【役に立つオモシロ医学論文】
喫煙が健康状態に与える影響は大きく、非喫煙者と比べて平均寿命に約10年の差が生じます。一方で、タバコの葉に含まれるニコチンには依存性があることが知られており、禁煙を困難にさせる原因のひとつとなります。
喫煙に対する欲求はまた、飲酒やコーヒーの摂取で強まることが報告されていました。そのため特定の食品や飲料の摂取と喫煙行動は密接に関連している可能性があります。
しかし、喫煙欲求と飲食物との関連性については質の高い研究データが限られていました。
そのような中、喫煙欲求に影響を与える飲食物や味覚、調理の方法などを検討した研究論文が、喫煙と健康に関する専門誌の2024年1月号に掲載されました。
日本で実施されたこの研究ではオンラインアンケートに回答した40~69歳の657人が対象となりました。
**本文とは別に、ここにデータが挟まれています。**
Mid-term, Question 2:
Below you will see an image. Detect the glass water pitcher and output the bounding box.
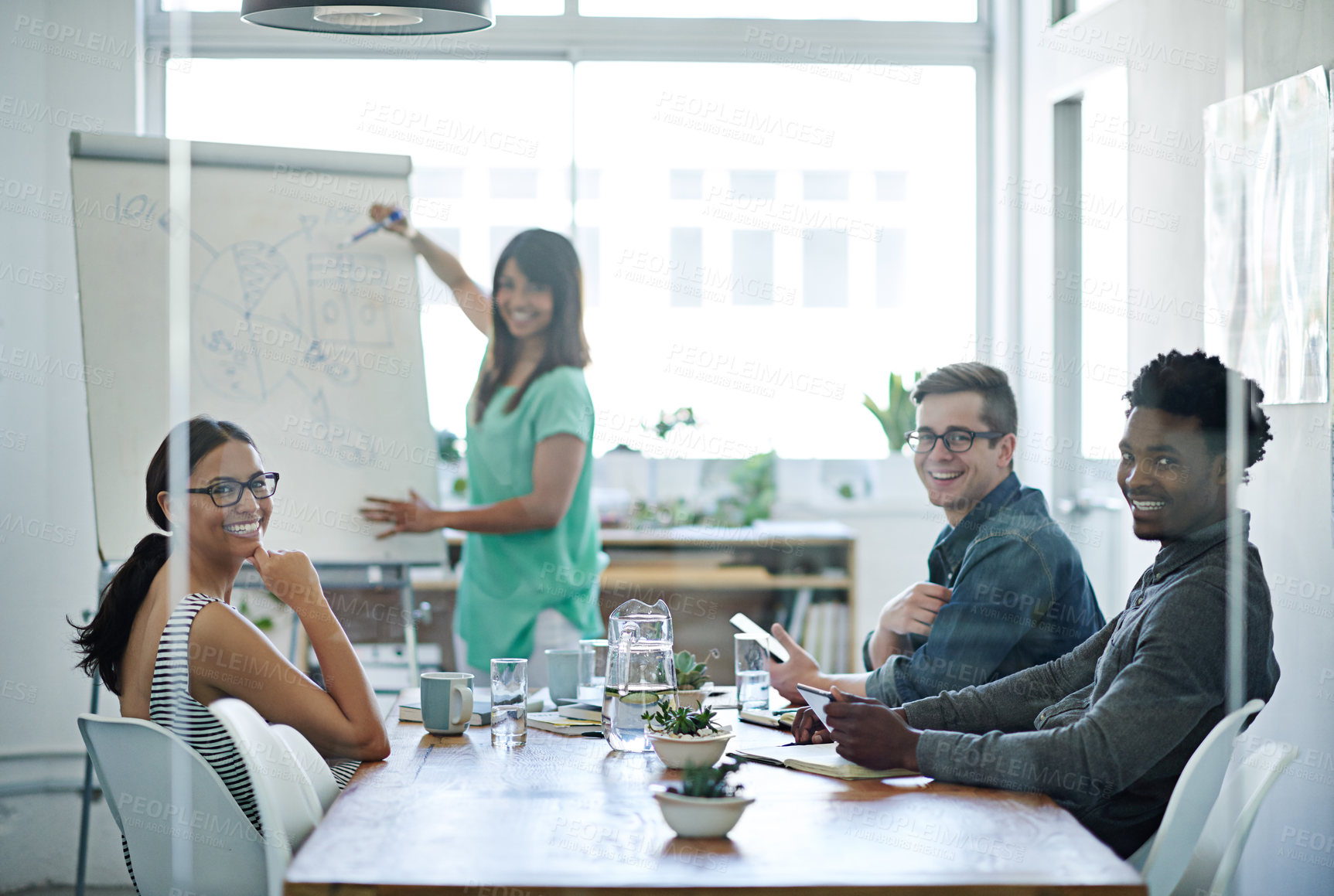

このうち、紙巻きたばこの喫煙者は242人、加熱式たばこの喫煙者は237人、非喫煙者は178人でした。アンケートでは、食品、飲料、味付け、料理の種類などについて調査が行われ、喫煙欲求との関連性が分析されました。
その結果、最も喫煙欲求が高まる飲食物はビールで、喫煙者の78%を占めました。また、日本酒やウイスキーなどのアルコール飲料、そしてコーヒー飲料が上位を占めました。喫煙欲求を高める料理や味付けについては、焼き肉、ラーメン、揚げ物、中華料理などが上位でした。
一方、喫煙欲求が低下した飲食物は、牛乳などの乳製品、柿、イチゴ、キウイなどの果物、甘みおよび酸味のある食べ物などが上位を占めました。
論文著者らは「(医療従事者が)禁煙指導を行う際には、喫煙状況に加えて、食事に対する嗜好を考慮することが重要である」と考察しています。